Scott Tsao of Boeing expressed his concerns that the W3C is moving quickly, but education of people like the vendors he has to work with is far behind the W3C's work. He said "ultimately, my message is to slow down developing new standards." He also related issues Boeing had had using XML Schema - "as it turned out, several XML editors that we are evaluating - none of them are able to support the test cases I put together quickly from Part 0." Tsao seems to be pushing test-driven development at the W3C, which sounds intriguing.



Quin seemed hopeful about the growth of test cases at the W3C.



An audience member whose name I didn't catch asked Quin about RELAX NG and W3C XML Schema. Quin felt it was "a strength of XML that we have multiple ways to do things," and the audience seemed to agree that consolidating XML Schema and RELAX NG probably wasn't a good idea.



Igor Ikonnikov suggested that the W3C slow down with incremental changes but prepare in the long term for some larger-scale qualitative changes, noting Daniela Florescu's comments from yesterday as one possibility. He also suggested a certification program, which got support from another audience member. Quin noted some difficulties of member-funded organizations doing certification.



C. Michael Sperberg-McQueen wanted to ensure that the schema user experience workshop was better represented - not so much a profile, but rather patterns of usage. He said "there was no support for anything like a subset." Ann Wrightson responded that she doesn't currently have confidence in interoperability, a "substantial area... in which people like me can operate with confidence."



Jon Bosak said "certification is a wonderful thing and would benefit us all," but said there were problems around liability. Ken Holman also expressed concerns that products got tuned for test suites and not for the real world.



Emilia Georgieva asked for something like XSLT "Enterprise Edition" - documenting XSLT use in large situations. Her work at EBay involves 4 million lines of XSLT code, a maintenance nightmare. She asked for formal documentation on best practices, especially for issues like naming things, and better ways to integrate them with tools. She suggested that companies she has worked with are shying away from XSLT because of these issues.



Quin said that the W3C was especially interested in how XSLT 2.0 would play in such environments, and suggested she send in a formal comment.

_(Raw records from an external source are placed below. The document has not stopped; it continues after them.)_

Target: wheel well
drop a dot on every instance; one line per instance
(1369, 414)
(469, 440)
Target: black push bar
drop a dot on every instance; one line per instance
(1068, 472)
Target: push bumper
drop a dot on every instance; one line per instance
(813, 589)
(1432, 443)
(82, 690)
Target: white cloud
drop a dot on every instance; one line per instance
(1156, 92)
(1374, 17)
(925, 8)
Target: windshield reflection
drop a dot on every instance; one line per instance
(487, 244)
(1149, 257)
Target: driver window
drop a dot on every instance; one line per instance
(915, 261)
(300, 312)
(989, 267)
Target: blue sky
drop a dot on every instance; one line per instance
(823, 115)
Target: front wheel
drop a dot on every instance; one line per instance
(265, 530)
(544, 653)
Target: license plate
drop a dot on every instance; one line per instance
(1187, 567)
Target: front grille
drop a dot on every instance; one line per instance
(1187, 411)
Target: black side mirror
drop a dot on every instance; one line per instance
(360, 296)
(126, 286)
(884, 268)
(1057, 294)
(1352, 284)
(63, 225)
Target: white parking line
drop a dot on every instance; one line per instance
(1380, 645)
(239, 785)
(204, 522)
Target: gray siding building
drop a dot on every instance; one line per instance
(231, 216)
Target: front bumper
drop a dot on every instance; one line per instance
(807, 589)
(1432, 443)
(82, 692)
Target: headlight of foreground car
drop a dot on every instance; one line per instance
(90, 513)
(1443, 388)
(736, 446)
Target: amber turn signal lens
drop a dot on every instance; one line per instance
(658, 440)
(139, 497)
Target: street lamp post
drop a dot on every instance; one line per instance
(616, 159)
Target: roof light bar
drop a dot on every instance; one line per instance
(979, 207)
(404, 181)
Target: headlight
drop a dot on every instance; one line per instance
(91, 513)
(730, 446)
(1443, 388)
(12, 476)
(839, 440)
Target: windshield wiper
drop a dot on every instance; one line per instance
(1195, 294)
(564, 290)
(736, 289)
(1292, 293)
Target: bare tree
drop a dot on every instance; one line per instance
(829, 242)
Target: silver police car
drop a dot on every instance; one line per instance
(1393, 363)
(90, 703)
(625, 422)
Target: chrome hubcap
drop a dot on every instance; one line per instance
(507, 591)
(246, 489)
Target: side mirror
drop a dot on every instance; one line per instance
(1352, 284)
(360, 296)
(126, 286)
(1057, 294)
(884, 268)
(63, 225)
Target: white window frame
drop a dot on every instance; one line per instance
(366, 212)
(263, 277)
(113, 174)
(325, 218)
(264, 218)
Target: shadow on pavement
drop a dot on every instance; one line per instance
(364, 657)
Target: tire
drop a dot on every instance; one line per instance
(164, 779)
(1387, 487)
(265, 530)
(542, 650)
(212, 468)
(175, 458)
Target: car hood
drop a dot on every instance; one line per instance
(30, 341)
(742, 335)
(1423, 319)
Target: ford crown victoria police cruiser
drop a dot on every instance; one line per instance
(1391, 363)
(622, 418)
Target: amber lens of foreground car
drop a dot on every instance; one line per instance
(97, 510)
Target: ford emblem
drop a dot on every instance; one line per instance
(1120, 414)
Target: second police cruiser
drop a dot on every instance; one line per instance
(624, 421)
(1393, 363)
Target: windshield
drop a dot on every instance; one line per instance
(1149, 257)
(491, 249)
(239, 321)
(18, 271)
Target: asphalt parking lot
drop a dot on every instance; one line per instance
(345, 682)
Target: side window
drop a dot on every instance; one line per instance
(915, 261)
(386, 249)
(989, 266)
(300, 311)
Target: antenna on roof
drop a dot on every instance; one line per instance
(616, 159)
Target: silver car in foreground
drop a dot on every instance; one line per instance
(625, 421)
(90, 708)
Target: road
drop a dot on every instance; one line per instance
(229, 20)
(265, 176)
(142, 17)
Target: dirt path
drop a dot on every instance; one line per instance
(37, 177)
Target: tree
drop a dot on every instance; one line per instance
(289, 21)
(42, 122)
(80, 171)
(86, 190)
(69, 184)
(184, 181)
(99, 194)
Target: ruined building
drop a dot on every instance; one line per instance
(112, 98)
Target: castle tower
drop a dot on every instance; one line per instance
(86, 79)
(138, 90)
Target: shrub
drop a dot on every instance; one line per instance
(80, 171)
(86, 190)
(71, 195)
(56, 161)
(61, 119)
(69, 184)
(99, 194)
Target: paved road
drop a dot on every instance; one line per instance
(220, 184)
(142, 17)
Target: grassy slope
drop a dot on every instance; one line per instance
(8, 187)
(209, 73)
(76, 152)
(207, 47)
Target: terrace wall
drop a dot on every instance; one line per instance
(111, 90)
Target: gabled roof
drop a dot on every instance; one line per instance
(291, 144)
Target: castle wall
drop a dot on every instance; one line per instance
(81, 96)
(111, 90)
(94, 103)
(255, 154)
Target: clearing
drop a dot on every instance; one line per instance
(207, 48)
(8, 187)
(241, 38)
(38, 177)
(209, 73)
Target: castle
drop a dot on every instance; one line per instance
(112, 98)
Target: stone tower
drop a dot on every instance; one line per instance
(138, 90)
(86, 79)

Steve Newcomb made some general comments as a "message to Tim [Berners-Lee]". Acknowledging that he was disgusted with standards bodies, but still sees the positive, hoping for some progress toward doing the right thing. Newcomb suggested that "unfortunately or fortunately for the W3C, because of Tim's role as absolute monarch... we have a situation where the people perish or live depending on Tim's vision. I would like to see Tim articulate a way forward for the institutional character of the W3C which would make it more than just a vendor consortium, motivated by higher goals than merely avoidance of situations and techologies that would be disruptive to their members' business models." Newcomb felt that a message from this 'monarch' could have a "salutary effect" on the field, which is currently a "garden of weeds".



Where's your overlap? What's your diff?